# dog runs up to people and barks when off leash



## Dani&Marlow (Apr 2, 2012)

Hi All,

Our Marlow is about as friendly as they come, not a mean bone in her body. In the past 4-5 months she's started running up to people when she's playing fetch off leash. She'll head straight over with a ball in her mouth woofing in a full body wiggle and from my perspective knowing her it doesn't seem aggressive in the slightest. However, to those she's running up to I could see how it might be startling or scry - she's a 68lb med/large dog - and I had hoped she'd grow out of it as she's just 2 and goofy. Today though an incident happened that was scary for me and I'm worried to have her off leash again, which is normally 2 hours of our day. She ran a big circle around a guy who walked through where we were playing fetch in an empty park during off leash hours we go to 5 days/week and the guy threatened to kick her and put a gun to my head. The seriousness of his threat isn't something for this forum, but I never want to experience something like that ever again. How can we break her of this behaviour? Her recall is usually perfect as we've worked hard on it and when I call her as she's heading over to someone she'll come back 95% of the time but the other 5% she's set her sights or they walk directly to where we are.

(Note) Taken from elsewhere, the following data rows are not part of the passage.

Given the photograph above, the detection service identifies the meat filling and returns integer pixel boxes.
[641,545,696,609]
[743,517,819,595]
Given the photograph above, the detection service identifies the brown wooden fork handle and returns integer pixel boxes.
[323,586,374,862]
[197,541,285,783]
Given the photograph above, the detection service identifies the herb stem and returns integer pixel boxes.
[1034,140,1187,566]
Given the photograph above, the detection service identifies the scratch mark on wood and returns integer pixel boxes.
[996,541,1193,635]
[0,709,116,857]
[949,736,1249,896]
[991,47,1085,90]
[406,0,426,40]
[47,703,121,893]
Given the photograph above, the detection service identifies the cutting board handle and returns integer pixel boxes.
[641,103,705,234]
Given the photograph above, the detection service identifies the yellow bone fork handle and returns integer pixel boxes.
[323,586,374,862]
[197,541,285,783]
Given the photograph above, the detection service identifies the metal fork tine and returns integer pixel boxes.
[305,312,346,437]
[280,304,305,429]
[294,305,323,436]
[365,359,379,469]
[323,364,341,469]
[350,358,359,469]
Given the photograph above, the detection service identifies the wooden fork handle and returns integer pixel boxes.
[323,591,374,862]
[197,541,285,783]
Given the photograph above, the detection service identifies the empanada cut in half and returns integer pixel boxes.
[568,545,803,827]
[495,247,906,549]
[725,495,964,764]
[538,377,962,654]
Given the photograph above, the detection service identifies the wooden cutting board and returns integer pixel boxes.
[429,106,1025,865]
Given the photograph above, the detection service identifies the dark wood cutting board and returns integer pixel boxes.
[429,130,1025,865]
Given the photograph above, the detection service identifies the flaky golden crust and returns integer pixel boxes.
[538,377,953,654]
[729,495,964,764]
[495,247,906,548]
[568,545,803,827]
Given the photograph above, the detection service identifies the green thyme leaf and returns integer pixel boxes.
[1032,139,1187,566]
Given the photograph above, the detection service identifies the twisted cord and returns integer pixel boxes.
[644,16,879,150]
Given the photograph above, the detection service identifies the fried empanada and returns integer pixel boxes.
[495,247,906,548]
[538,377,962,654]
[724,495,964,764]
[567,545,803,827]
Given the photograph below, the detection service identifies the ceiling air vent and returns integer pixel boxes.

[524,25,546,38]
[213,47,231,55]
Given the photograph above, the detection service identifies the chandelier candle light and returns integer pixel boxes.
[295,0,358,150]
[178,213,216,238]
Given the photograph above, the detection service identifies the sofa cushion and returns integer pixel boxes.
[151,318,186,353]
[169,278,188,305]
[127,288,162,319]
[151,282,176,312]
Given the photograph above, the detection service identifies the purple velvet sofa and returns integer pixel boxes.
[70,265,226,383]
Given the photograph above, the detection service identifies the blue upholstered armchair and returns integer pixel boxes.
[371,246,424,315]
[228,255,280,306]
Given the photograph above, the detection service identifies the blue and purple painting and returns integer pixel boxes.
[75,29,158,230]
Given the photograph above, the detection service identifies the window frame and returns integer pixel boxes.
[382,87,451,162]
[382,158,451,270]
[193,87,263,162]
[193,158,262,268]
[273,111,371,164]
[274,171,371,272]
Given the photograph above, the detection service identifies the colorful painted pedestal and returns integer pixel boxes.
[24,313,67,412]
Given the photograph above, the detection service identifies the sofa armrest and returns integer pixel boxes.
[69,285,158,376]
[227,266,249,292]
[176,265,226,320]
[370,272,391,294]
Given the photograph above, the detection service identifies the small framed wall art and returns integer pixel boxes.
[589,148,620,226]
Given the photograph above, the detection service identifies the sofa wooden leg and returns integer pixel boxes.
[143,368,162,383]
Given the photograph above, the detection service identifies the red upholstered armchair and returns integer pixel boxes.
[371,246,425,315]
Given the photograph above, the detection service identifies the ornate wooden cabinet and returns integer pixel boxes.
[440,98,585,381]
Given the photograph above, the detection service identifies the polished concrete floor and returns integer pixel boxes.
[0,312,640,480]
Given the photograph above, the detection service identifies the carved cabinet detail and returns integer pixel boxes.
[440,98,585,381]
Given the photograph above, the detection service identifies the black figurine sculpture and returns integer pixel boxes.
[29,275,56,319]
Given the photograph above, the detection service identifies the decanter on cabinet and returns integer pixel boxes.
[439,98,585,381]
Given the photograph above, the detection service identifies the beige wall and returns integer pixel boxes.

The running up to someone isn't a huge issue in our city, there are dogs everywhere and we only go to off leash dog parks so we're not violating any bylaws and people usually know it's a dog park. It's the barking, even with the ball in the mouth it's scary and I get it. How do we stop it?

Thanks,
Dani


----------



## 1stGold13 (Dec 1, 2013)

I'd say not to go off leash until you get to 100% You really don't know the person she may approach, some people are deathly afraid of dogs, some actually hate them, and some like the one you described are "off".
You know your dog very well, you simply can't expect someone else to know that she's just being friendly. Some have never even heard the term "body language", a pity but it's true, but it's ultimately up to you to keep your dog safe.
There was recently a video going around of a policeman who shot a dog, it can be argued back and forth about whether that dog was aggressive, what cannot be argued is that the dog was not under the direct control and supervision of its owner. For me, it's not worth the risk.


----------



## Rachel Cowley (Dec 23, 2013)

I have trouble with this too, and I'm aware of how big goldens are so they can seem threatening even if they're just goofy! Ours will literally run into people too, he gets so excited. Joggers are even more enticing! 
I suppose its about practising come and stay (at a distance) with distractions. I wonder if you (and me) should try come and stay and get someone to help you who's running around and acting goofy?? This video is useful. I need to start the hard work!!





 (the first bit you wont need).


----------



## Rachel Cowley (Dec 23, 2013)

just realised your post was from last year...how did it go?


----------



## libertybelle (Feb 3, 2012)

This is a real problem for me too. Libby gets very over excited and just loves to run up to people, she doesn't usually jump up, but just to see a dog galloping towards you can be quite scary for some people. It scares me....I'm always on my guard in case of children, bikes, horses (nightmare!) .... I tend to go out for a walk or run with her really early in the morning just to avoid situations, which is a shame  Did you find a solution? How's your training going?


----------



## Goldengal9 (Apr 18, 2012)

I would love to hear a solution for this too...or even some ideas to try. Zoey use to be great off leash and stayed right with me...now she's suddenly changed. If she sees someone coming she will run up to them and either run straight into them or stop at their feet and lean into them....all the people that then pet het don't exactly help either...just encourages it more.


----------